In this paper we have shown experimental results on how minimum complexity projections of a dynamically evolving textual data identify some underlying latent or hidden topics in the text stream. In contrast to static text collections, methods for analyzing dynamical text have been sparse. As an example of such dynamically evolving data we used chat line discussion data that is found in the Internet relay chat rooms. We modeled the topics as probability distributions on terms; the distributions having minimum complexity were assumed to best represent the distinct topics.
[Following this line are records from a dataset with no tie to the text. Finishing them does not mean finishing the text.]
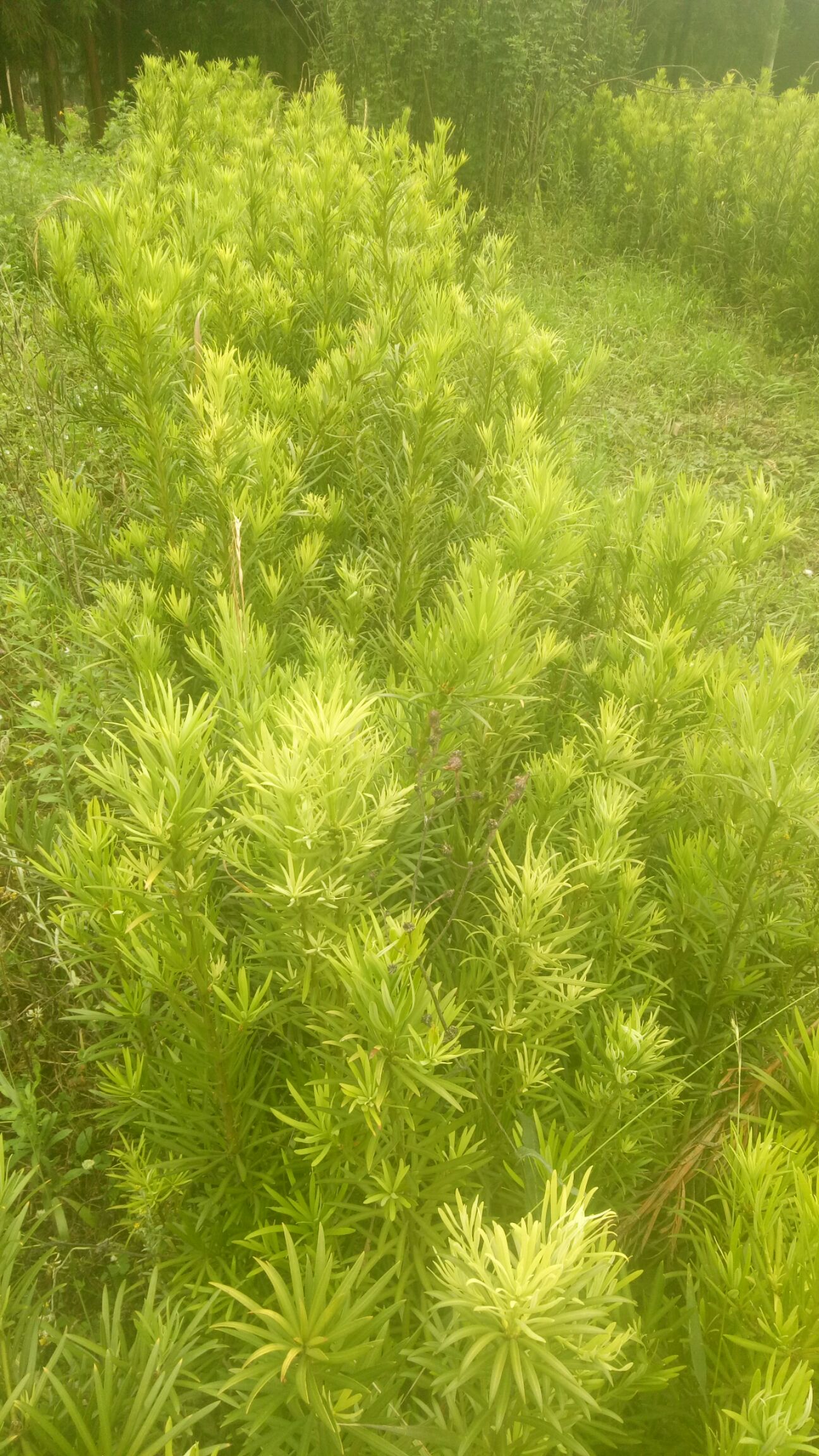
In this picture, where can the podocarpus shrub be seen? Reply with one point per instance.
(507, 75)
(723, 178)
(423, 842)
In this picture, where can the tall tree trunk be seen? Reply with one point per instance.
(51, 92)
(121, 70)
(16, 88)
(97, 101)
(773, 34)
(689, 6)
(6, 109)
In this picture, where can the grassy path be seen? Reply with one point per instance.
(688, 389)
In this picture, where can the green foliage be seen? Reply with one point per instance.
(506, 75)
(404, 834)
(723, 178)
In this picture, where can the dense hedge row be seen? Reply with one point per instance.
(723, 178)
(400, 844)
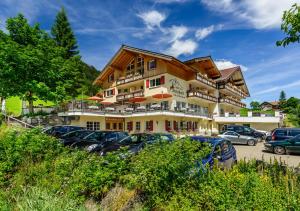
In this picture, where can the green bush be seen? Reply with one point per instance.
(36, 172)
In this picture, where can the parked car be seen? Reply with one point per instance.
(286, 146)
(283, 134)
(236, 138)
(246, 131)
(74, 136)
(60, 130)
(99, 138)
(134, 143)
(222, 150)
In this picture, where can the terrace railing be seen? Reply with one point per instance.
(204, 96)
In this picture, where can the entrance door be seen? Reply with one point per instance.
(115, 124)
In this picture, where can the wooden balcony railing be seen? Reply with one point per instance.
(235, 90)
(126, 96)
(206, 80)
(232, 102)
(202, 95)
(129, 79)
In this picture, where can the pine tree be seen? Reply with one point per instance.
(63, 34)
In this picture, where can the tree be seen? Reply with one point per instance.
(282, 100)
(63, 34)
(294, 116)
(33, 66)
(255, 105)
(290, 26)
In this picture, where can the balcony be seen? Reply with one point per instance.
(129, 79)
(126, 96)
(86, 109)
(205, 80)
(202, 96)
(235, 90)
(232, 102)
(249, 118)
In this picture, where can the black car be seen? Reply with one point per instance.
(283, 134)
(134, 142)
(74, 136)
(286, 146)
(60, 130)
(99, 138)
(245, 131)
In our experiments we were able to find distinct and meaningful topics of the discussion, outperforming some more traditional methods. The results suggest that our method could serve in queries on temporally changing text stream, of which news-feed data is another example.
As some topics of discussion are more distinct than others, natural extensions of the work include recursive binary partitioning [10] of the data, or finding the topographic structure [4] of the topics.